Estonians shoulder national shame in ferry sinking DISASTER IN THE BALTIC SEA

September 30, 1994|By Will Englund | Will Englund,Sun Staff Correspondent

TALLINN, Estonia -- The sinking of the ferry Estonia has been a doubly traumatic catastrophe for this little country struggling to emerge from the shadow of its Soviet past.

Estonians yesterday felt not just grief for the hundreds who had been lost at sea when the ferry sank in the Baltic, but an acutely burning dismay, a sense that Estonia's ambitions to be accepted among Western, progressive nations had been critically hobbled the maritime disaster.

"The boat was called the Estonia, first of all. It was the flagship," said Tiia Raudma, who works in the Education Ministry. "In a way, it's the worst thing that could have happened."

When the Estonia went down early Wednesday off the Finnish coast, carrying as many as 900 people to their deaths, it set loose a wave of national self-doubt back home. In Estonians' eyes, the sinking seemed to mock all the progress that they thought they had made since achieving independence in 1991.

What did the sinking say about the seamanship of Estonian sailors, who had been hired to replace Swedes because they accepted lower wages? What did the inability of the ship's owners, the Est Line, to come up with a reliable passenger list say about Estonian organization? What did the rescue operation, carried out almost exclusively by Swedish and Finnish coast guards, say about Estonia's standing among its neighbors?

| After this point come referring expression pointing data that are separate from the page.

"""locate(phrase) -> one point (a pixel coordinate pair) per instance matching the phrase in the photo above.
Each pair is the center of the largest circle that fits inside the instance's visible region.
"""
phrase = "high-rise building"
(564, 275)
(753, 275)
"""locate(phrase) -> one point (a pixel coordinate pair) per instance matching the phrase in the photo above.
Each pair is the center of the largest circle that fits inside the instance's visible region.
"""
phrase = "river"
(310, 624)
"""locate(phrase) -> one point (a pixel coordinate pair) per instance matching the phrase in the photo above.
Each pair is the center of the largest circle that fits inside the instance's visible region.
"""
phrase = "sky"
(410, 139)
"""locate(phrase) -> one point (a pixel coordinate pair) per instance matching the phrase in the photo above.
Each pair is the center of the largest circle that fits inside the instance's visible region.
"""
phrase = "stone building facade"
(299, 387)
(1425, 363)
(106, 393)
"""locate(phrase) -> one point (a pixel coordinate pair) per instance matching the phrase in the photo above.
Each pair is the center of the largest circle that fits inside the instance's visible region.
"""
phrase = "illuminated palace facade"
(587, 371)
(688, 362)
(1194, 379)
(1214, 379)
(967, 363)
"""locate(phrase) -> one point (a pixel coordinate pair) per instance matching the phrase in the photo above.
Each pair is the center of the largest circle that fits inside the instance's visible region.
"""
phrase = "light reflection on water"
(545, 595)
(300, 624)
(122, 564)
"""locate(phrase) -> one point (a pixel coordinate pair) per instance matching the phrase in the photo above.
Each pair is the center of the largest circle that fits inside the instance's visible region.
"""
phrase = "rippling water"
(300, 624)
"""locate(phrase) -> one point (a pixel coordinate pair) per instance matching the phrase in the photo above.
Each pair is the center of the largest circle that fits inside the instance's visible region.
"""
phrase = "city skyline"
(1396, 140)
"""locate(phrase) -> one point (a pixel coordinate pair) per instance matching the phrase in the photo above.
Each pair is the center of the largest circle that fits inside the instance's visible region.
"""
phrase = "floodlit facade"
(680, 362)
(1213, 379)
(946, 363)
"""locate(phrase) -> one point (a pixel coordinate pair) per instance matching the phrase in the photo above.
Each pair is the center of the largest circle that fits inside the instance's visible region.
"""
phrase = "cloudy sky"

"This shows that Estonia, as a country from the Eastern bloc, is not ready to relate to the Western world as an equal," said Sulev Alajoe, a member of Parliament.

Estonia had grown accustomed to thinking of itself as the success story among the former Soviet republics. The currency is stable, the economy is showing signs of life, private enterprise is flourishing. Although the government of Prime Minister Mart Laar was toppled Wednesday over a currency scandal, this little nation of 1.6 million has been casting itself as Scandinavia's southern annex.

Then disaster stripped away the modern veneer and, to the horror of Estonians, seemed to lay bare a national inadequacy.

"What we've achieved during these last few years -- compared to Belarus, even Latvia -- it is something. But we can't just jump over the 50 years that went before," said Mr. Alajoe. "Real change takes a generation."

What for most countries would be simply a maritime disaster, is for Estonians a reflection on their national character. Worst of all, the majority of those who died were Swedes, the very people Estonians want most to emulate, and whose scorn they want most to avoid.

"It's a great misfortune, to be sure, and a great catastrophe," said Jaan Kross, a novelist whose works have been published in the West. "But for a little country like ours, it's also very problematic."

Doubts about the inadequacy of Estonian training and preparation won't go away, he said. "We'll be hearing more of that. It's unfortunate. It's just one more problem."

Officials of an Estonian emergency committee set up to deal with the sinking complained yesterday that the Finns, who have been coordinating the rescue effort, have not been conscientious about providing them with information.

Eleven Estonian survivors arrived home in Tallinn yesterday, but government officials said they had received little advance notice.

But they acknowledged that pre- vious lists of the passengers and crew aboard the Estonia had not included children under the age of 5. A new list issued yesterday bore 1,051 names -- 87 more than previously reported. Estonian officials said the list apparently includes people who bought tickets but failed to show up for the sailing, as well as people who bought tickets but then gave them to others.

"Apparently not all is in order regarding the registration of passengers," the home minister, Heike Arike, said wearily last night.

More than 24 hours after 142 survivors had been taken to Swedish and Finnish hospitals, he acknowledged that Estonian officials still were not sure of the identities of their countrymen among them.

Mr. Alajoe said he had spent all day trying unsuccessfully to find out whether a young woman named Merle Juust, who had worked in his campaign, was still alive. He said he had received contradictory information from various sources.

The Estonia went down in heavy seas and strong winds after sending off just one distress signal. Most of its passengers were trapped below decks as the ship capsized and sank. There are no answers yet as to what caused the disaster.

Indrik Parand, a Foreign Ministry official who is on the emergency committee, said he resents any suggestion that poor Estonian seamanship was to blame.

"Nobody's guilty until he's found guilty," Mr. Parand said. "I don't think Estonian seamen are different from their Swedish or Finnish counterparts in their training and skills. It's only that their labor is cheaper."

But Mr. Alajoe was doubtful. Shoddy work is Estonia's great Soviet legacy, he said, and the ferry disaster and its aftermath have made that only too painfully evident.

"Many, many Estonians have been working to build up our state, our economy, to build up our cultural identity," he said. "Now it means we have to start from zero all over again. Well, the ferry was working under the Estonian flag, and the responsibility is on Estonian shoulders."